Шрифт:
— Хорошо. Слушайте. Осенью будет пленум Центрального Комитета. Охрану будет нести особая роты Ягоды…
— Откуда вы это знаете?
— Я ужасно догадлива. Так вот, товарищу Ягоде все равно, кто и как будет на пленуме голосовать.
— Это еще почему?
— Ему важно другое: кто этот пленум будет охранять.
— Понял. Что еще?
— Товарищ Ежов под угрозой. Покушения на его жизнь не исключаю.
— У меня такое же мнение. Есть детали, есть улики?
— Нет. Но достанется и какому-то Гуталину.
— Доказательства!
— Нет их у меня. Есть нечто совсем иное. Сегодня в какой-то Коммунарке живьем в гробу закопают какого-то Змеееда. Вам это имя что-то говорит?
— Говорит. Спасибо!
Бежит Дракон коридором. Вспомнил, что надо было бы хоть спросить у девушки, как ее зовут. Но Дракону сейчас не до того. Тетеньку сисястую, которая его покой берегла, чмокнул на бегу в губы алые и скрылся за поворотом.
Те, кто на самом верху, путешествуют в персональном поезде. Еще и с парой бронепоездов сопровождения.
Те, кто рангом помельче, имеют персональные вагоны. А бывший член Политбюро и бывший властитель Украины, а ныне первый заместитель Народного комиссара тяжелой промышленности товарищ Пятаков Георгий Леонидович теперь путешествует почти как обыкновенный советский человек, почти как все. Вагон его не на одного, а сразу на четырех пассажиров. Каждому пассажиру — два соединенных между собой купе. Одно купе спальное, другое — салон. Кроме этих четырех сдвоенных купе, в вагоне кухня и буфет. И два купе для проводников и повара.

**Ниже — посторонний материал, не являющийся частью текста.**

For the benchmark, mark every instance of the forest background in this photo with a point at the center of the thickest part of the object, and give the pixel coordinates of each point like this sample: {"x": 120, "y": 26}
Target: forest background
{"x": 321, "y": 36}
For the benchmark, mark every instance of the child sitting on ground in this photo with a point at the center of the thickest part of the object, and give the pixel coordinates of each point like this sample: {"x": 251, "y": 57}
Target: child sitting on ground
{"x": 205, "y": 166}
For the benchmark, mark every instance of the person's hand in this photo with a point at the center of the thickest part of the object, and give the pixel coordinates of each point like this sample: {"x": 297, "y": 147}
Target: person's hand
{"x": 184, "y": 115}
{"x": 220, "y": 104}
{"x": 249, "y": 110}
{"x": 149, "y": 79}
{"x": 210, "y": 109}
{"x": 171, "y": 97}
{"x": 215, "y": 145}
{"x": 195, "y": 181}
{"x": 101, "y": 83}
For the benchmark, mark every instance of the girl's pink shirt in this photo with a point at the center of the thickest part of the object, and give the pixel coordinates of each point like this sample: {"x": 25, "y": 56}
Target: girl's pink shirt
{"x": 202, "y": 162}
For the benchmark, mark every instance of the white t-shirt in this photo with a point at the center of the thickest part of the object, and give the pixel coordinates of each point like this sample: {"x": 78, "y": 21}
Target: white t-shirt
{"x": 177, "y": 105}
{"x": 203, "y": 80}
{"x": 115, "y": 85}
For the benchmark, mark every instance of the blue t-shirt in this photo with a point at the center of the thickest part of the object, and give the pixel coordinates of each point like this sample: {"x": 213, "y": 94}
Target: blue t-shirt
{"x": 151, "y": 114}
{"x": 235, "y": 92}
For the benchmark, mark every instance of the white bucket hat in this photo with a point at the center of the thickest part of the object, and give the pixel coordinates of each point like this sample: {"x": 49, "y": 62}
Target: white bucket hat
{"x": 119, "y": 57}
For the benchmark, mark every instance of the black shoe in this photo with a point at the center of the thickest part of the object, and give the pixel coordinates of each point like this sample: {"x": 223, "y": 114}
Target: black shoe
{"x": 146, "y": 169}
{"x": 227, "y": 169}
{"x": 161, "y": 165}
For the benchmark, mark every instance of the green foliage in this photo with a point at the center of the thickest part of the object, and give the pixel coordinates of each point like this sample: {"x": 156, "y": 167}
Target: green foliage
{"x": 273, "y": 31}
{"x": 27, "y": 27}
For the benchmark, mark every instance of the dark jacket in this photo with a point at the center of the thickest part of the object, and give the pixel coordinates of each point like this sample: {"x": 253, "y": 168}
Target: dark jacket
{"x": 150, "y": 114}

От былых привилегий у товарища Пятакова осталось совсем немногое. В отличие от поездов для простых советских людей, вагон со сдвоенными купе прибывает не на станцию для всех, а на особую, на ту, которая находится в районе Курского вокзала, которая под закопченное паровозное депо замаскирована. На подходе к Москве спецвагон отцепляют от основного состава и по другой ветке загоняют под своды паровозного якобы депо.
Товарищ Пятаков хорошо отдохнул. Теперь он полон решимости неутомимо продолжать борьбу за дело Ленина-Сталина. Он готов бороться с любыми уклонами от генеральной линии партии, готов лично расстреливать врагов народа, кем бы они ни оказались, — хоть вчерашними соратниками по Политбюро, хоть собственной женой.
Вот и Москва. Скорей бы на работу. Скорей бы окунуться в трудовые будни, в кипение и бурление великих строек.
Когда-то давно, в октябре 1914 года, революционер Пятаков бежал из свирепой царской каторги в Швейцарию. Тогда это было несложно. Революционер Пятаков ухитрился такое совершить даже в разгар Мировой войны, преодолев фронты и земли врагов. Немцы таких беспрепятственно пропускали в Швейцарию к Ленину, а потом всю шайку, как вшей в пробирке, вернули в Россию.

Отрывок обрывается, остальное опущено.